It is almost a political tradition. As an outgoing administration leaves, especially a lame duck administration, new laws and regulations are made to leave the administration's mark on government agencies and those persons or entities the agencies regulate.
Employers are often affected by this tradition, no matter the political party.
Before President George W. Bush left office, Congress passed, and he signed, the Americans with Disabilities Act Amendment Act ("ADAAA"). His father, President George H.W. Bush, had signed the original Americans with Disabilities Act into law. The younger President Bush's ADAAA expanded the definition of "disability" under the ADA, among other changes, and as a result, disability charges filed with the Equal Employment Opportunity Commission (EEOC) have steadily climbed. In 2015, disability charges reached a new high and saw an increase of six percent from the previous year.
Congress passed, and President George W. Bush also signed into law, the Genetic Information Nondiscrimination Act (GINA) right before leaving office.
As for President Obama, The Patient Protection and Affordable Care Act (ACA) is his most high-profile legislation that affected employers and employees the most. The Lilly Ledbetter Fair Pay Act was the only equal employment legislation passed by Congress and signed by President Obama. That Act has had just minimal impact on employers.
Nevertheless, the Obama Administration's impact on employers will not soon be forgotten.

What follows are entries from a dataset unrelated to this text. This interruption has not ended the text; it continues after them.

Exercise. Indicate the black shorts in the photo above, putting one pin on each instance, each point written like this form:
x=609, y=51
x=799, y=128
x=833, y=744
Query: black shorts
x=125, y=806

Its legacy will not be from impactful legislation, like the Family and Medical Leave Act under President Clinton, or from the timing of monumental judicial decisions, like the 1987 Meritor Savings Bank v. Vinson decision, that declared sexual harassment illegal under President Reagan.
The impact on employers and employees from the Obama Administration will be from the reinterpretation of existing regulations and introduction of new regulations on employers.
On March 13, 2014, President Obama signed a "Presidential Memorandum" directing the Department of Labor to "update the regulations" redefining which white collar workers were exempt from overtime under the Fair Labor Standards Act.
On July 6, 2015, the proposed new rule was offered for public comment. The proposed rule significantly increases who is eligible for overtime by increasing the threshold to pay overtime from $23,660 to $50,440. We analyzed the impact on employers, if the rule is adopted as proposed, in our July 2015 article "Big Change Is Coming: The Impact And Risk New Overtime Rules Present Employers"
Suffice to write that many employers, large and small, will be affected financially. Any time now, the DOL will announce the final rule.
The Department of Labor is not just changing the overtime rules. The DOL is also expanding the definition of who is an independent contractor with the July 15, 2015, DOL Administrator's Interpretation No. 2015-1. The Interpretation makes it more difficult for employers to classify workplace participants as contractors. I discussed the Interpretation in our August 2015 article "Use Independent Contractors? New DOL Interpretation Targets You."
Any employer that uses independent contractors will have to closely evaluate how the interpretation affects them. For more information, see "Wage and Hour Alert: Why A Litigation Tsunami Warning Is Issued For 2016"
Not to be outdone, the EEOC has reinterpreted Title VII's prohibition preventing sex discrimination to include the prevention of discrimination based on sexual orientation or gender identity, issues that were of course never the subject of public discussion, much less legislative consideration, in 1964 when Congress was crafting the Civil Rights Act.
Proponents point to the recent U.S. Supreme Court ruling overturning bans on same sex marriage to argue that it is a civil rights issue. Opponents argue that the interpretation is outside the scope of Title VII and that Congress is the body that should expand Title VII and not the EEOC.
Nevertheless, the EEOC has successfully settled charges against employers for discrimination based on transgender discrimination in 2016 and just issued, along with OSHA, a "guidance" for employers on how to address transgender and bathroom issues in the workplace. The EEOC/OSHA guidance is based on its Macy v. Department of Justice case that it prosecuted in 2012. https://www.osha.gov/Publications/OSHA3795.pdf.
It's not just about bathrooms. The EEOC also just released a guidance regarding employee leave and employees with disabilities. Spoiler alert: disability rights trump employer leave policies.https://www.eeoc.gov/eeoc/publications/ada-leave.cfm
Some administrations leave their mark by legislation. 2016 will be the year of regulations. Employers should stay tuned because more regulations are expected and almost every employer will feel their impact to some degree. My advice to employers is to review the regulations and work closely with their counsel to make certain they are in compliance.